Internet search engines: review of popular and little-known search engines
Total
Introduction
Few people can now imagine the Internet without search, search results, and information search systems (IRS) that organize it all. But until recently, all Internet information fit into several directories, the names of which are still well-known (DMOZ, Yahoo).
Today, the volume of information on the Internet is so huge that it is impossible to fit it into any catalogues. To process, store information, and organize searches, powerful software products have been created and continue to be created, which we call search engines (SE). Each search engine (search engine) has its own databases, its own algorithms for processing, searching, ranking and displaying information.

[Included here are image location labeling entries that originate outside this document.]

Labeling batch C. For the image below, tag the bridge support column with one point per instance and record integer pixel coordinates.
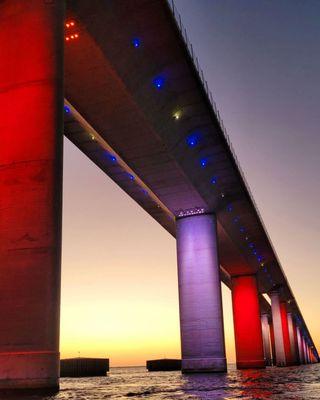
(273, 346)
(31, 103)
(201, 319)
(277, 329)
(285, 333)
(292, 339)
(247, 323)
(306, 361)
(266, 338)
(300, 345)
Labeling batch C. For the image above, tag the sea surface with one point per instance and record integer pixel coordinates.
(292, 383)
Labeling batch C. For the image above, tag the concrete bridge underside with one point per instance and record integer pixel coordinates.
(136, 105)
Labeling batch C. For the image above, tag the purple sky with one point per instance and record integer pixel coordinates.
(262, 62)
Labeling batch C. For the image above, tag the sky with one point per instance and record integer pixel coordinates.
(261, 59)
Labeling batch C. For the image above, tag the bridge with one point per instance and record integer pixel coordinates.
(121, 81)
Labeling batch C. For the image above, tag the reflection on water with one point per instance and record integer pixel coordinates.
(293, 383)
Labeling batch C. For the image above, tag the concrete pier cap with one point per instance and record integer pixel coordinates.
(200, 302)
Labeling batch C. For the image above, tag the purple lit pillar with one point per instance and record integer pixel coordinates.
(300, 346)
(201, 319)
(305, 350)
(291, 339)
(277, 328)
(266, 338)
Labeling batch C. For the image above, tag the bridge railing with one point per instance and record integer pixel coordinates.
(189, 47)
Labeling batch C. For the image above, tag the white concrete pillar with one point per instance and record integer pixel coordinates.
(300, 346)
(292, 338)
(277, 328)
(266, 338)
(201, 319)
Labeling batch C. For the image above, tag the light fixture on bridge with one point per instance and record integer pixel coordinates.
(158, 82)
(203, 162)
(177, 115)
(214, 180)
(136, 42)
(112, 158)
(72, 37)
(70, 24)
(193, 139)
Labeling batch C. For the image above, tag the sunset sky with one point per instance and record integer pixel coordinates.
(119, 276)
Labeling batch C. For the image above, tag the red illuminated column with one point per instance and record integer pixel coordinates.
(247, 323)
(296, 345)
(266, 338)
(292, 338)
(277, 329)
(285, 332)
(201, 318)
(31, 104)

Internet search engines are
The following academic definition of search engines can be given. A search system is a set of programs and technical means for organizing a user search on the Internet, in which, when responding to a text query, the user receives a list of relevant (corresponding to the request) results.
The issuance is made in the form of a list of links to the source of information with a brief description (preview), sometimes with a photo.
For the first example, let’s remember the world search leader “Google” and the leader of the Runet search engine “Yandex”. In addition to these search engines, you can name a dozen more existing search engines, which we will talk about below.
Opinion: Search engines Google, Yandex and others are not generators (producers) of content, but are aggregators (accumulators) of content and, for the most part, other people’s content. It is worth remembering that using someone else’s content to create your own traffic and monetize it can be characterized as “piracy,” which, of course, does not happen in reality.
Rating
- and Google share the first two places of leaders: about 49% and 45%.
- Third place: Search Mail.ru about 3%;
- Other search engines float below 1%.
I look at the statistics on Google Analytics:
- yandex/organic 40.26%
- google/organic 38.93%
- mail.ru/organic 0.60%
- rambler/organic 0.52%
- bing/organic 0.12%
The statistics are inexorable: Yandex searches are used most of all, and if you consider that 3% is a good result compared to 45%, then Mail.ru search can be called the third most popular.
In this regard, discussions about the popularity of search engines other than Yandex and Google can be attributed to superstition, and special promotion of sites in other search engines (not Yandex and Google) does not deserve attention.
How search engines work
The question of how search engines work is as common as the question “what color is the sky.” If the sky is blue, then search engines collect information on the Internet, process it, rank it and send it to the user based on the search query.
The theory of Internet search is much more extensive and cannot be presented in the article. However, the main points will be useful to us:
Internet search engines do not store documents, that is, they do not download and upload documents completely to their repositories;
IRSs use the Internet as a decentralized document repository. Search engines periodically crawl the Internet, select the information they need based on their algorithms, and partially place it (the information) in their database (Database). This leads to several problems:
- Information retrieval systems do not use all the information on the Internet, but only part of it;
- Internet information changes frequently. About 1,500 thousand pages are added per day, hence the possible “empty output”;
- There are a large number of duplicates (duplicate content). Unfortunately, I don’t have exact data on takes, and the reported figure of 25% of takes seems too high;
- There is a lot of advertising, which is also bypassed by search engines;
- “Wandering” of search robots on the network greatly increases the load on resources (does not apply to search engines);
- Most sites are commercial (about 83%) and have little informational value.
For these and some other reasons, the vast majority of Internet information retrieval systems use a keyword search scheme (search engines), rather than a classic search scheme based on information classification.
Features of keyword search
Despite the changing algorithms of search engines, whose advertising tries to convince us that machines are becoming smarter and more understanding, the basis of the work of search engines is keyword search.
I like this keyword search scheme.
As you can see, the work of Internet search engines is based on searching for new documents (search robot Spider + Crawler), indexing detected documents (Indexer) and executing a user query (Search Engine Results Engine). The names of search robots used for these purposes are listed in brackets.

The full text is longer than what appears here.